南北の軍事的緊張が高まった先月、北朝鮮の金正恩第1書記は「準戦時状態」を宣布。国営メディアを通じて「全面戦争も辞さない」と強気な姿勢を明らかにした。ところが、最前線の朝鮮人民軍(北朝鮮軍)の部隊には「衝突が起こらないように注意せよ」と正反対の指示を下していたと軍事境界線に近い江原道(カンウォンド)のデイリーNK内部情報筋が伝えてきた。

情報筋によると、最前線地域は、軍人の家族や民間人が避難するなど戦々恐々とした雰囲気だったが、総参謀部から「敵(韓国軍)の挑発に絶対に乗るな!」という指示が下されたという。

総参謀部の指示は、もちろん最高司令官の金正恩氏の指示に基づく。普段は「敵がわが領土の草一本にでも手を出したら、韓国に火の洗礼を食らわせる」など、勇ましいことばかりを言いながら、「挑発に乗るな」という総参謀部の指示に朝鮮人民軍(北朝鮮軍)の兵士たちは首を傾げていたと情報筋は語った。
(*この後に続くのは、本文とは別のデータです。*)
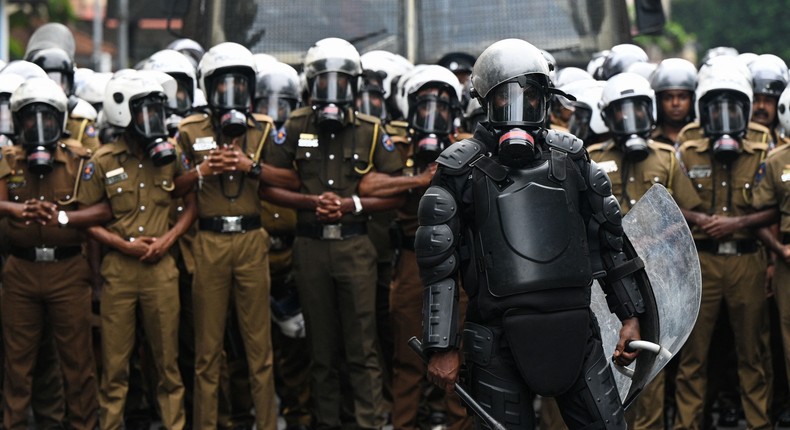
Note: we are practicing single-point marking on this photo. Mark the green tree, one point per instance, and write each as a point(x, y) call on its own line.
point(748, 26)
指示は「部隊の指揮官は兵士たちの間で感情的な対応、誤射などで軍事衝突が起こらないように、部隊員の管理に特に注意すること」と強調していた。さらに、総参謀部から派遣された高級軍官(将校)が指示の履行状況を確認するなど、念には念を入れた対応を行っていた。

別の情報筋は、「黄海南道(ファンヘナムド)の海州(ヘジュ)に駐屯する海軍8戦隊にも、『挑発に乗るな!注意せよ』という指示が出されていたと語った。大抵の軍官は『上は大騒ぎしているけど、どうせ今回も戦争は起こらない』と高をくくっていた」と語る。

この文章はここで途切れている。